SALT LAKE CITY — The Mormon church filed an appeal yesterday seeking to overturn the 10th U.S. Circuit Court of Appeal's ruling that the sidewalks of the church-owned Main Street plaza must remain open to free speech.
In the appeal, the Church of Jesus Christ of Latter-day Saints cites an earlier case decided by the same court that it claims conflicts with the Main Street ruling.
The Main Street case — which was decided by a three-judge panel — should be reviewed by the full court to clear up the inconsistency, the church said.
Church attorney Von Keetch conceded the odds of a successful appeal were slim.
"We think this is a case that presents the kind of question the court ought to hear," Keetch said. "In pure statistics the battle is uphill. We're just taking it a step at a time."
In a 1999 Denver case, the appeals court found that a First Amendment public forum didn't exist on a secular pedestrian plaza created when the city closed a street that ran through the Denver Performing Arts Center campus.

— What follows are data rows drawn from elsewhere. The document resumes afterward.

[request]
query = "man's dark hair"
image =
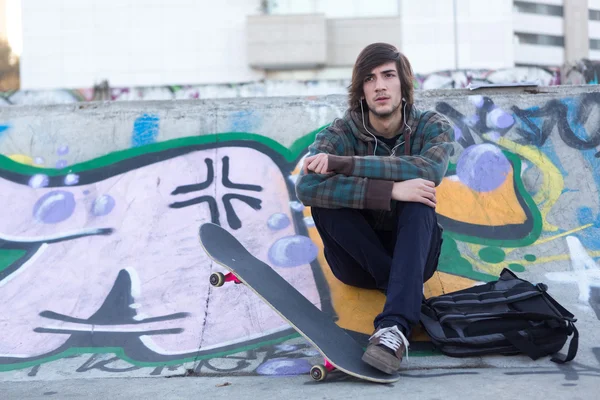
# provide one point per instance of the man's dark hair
(373, 56)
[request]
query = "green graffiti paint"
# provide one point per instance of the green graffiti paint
(452, 262)
(290, 154)
(527, 201)
(8, 257)
(516, 267)
(493, 255)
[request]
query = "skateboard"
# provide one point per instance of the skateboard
(339, 350)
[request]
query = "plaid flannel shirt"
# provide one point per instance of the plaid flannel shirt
(362, 180)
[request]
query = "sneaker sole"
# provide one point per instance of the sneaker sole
(374, 360)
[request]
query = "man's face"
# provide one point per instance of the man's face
(382, 90)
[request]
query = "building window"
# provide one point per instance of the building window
(542, 40)
(537, 8)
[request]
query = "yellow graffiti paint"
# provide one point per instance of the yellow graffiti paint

On Oct. 9, the 10th Circuit ruled that Main Street plaza sidewalks are traditional public spaces. The court said restricting free speech on the Main Street sidewalks, even though owned by the church, was unconstitutional.
It was the city's job to regulate behavior on the public easements, the court ruled. But the city couldn't create a "First Amendment-free zone," despite what the city had promised in the sale, the three-judge panel ruled.
Now the full court will decide whether to hear the appeal. If the 10th Circuit declines, the church could appeal to the U.S. Supreme Court.
Former American Civil Liberties Union attorney Stephen C. Clark, who continues to work on the case, said the church's use of the ruling in the Denver case isn't surprising.
However, "one of the judges on the Main Street case sat on (the Denver case) and didn't view any inconsistency," Clark said.
Clark said the two plazas are strikingly different. He described the Denver plaza as a covered, elevated terrace that serves as an "extended lobby" for the Denver Performing Arts Center.
"It isn't a public thoroughfare, this isn't part of the downtown pedestrian grid," he said.
"The city has always made clear ... that guaranteeing public access and passage on this property (Main Street) is absolutely essential," Clark said.
"The church agreed when they went into this deal that the easement would stand," he said. "The LDS Church has lost a gamble it had made. They're now trying to rewrite the deal. That is legally wrong and morally and ethically wrong. The church should accept the risk it voluntarily assumed."
The church filed its appeal a day after Salt Lake City Mayor Rocky Anderson released a 22-page memo that said he wouldn't try to rewrite the Main Street plaza sale contract between the city and the church.
Former Mayor Deedee Corradini negotiated the sale in 1999.
Anderson said he was compelled to agree with the court's ruling that the city was responsible for controlling conduct on the public sidewalk. The church had imposed a long list of forbidden behaviors as a condition of the sale.
The mayor said he would like reasonable and constitutional restrictions on the sidewalk, and would take to the City Council recommendations for so-called time, place and manner rules.
The disputed sidewalks run in front of the Mormon temple in the heart of downtown Salt Lake City and are landscaped and maintained by the church.
The church made significant improvements to the block, transforming the road into a plaza with fountains and flowers, and outlawed smoking, sunbathing, bicycling and "engaging in any illegal, offensive, indecent, obscene, vulgar, lewd or disorderly speech, dress or conduct."
City leaders also had granted the church exclusive rights to distribute literature and broadcast speeches and music on the block.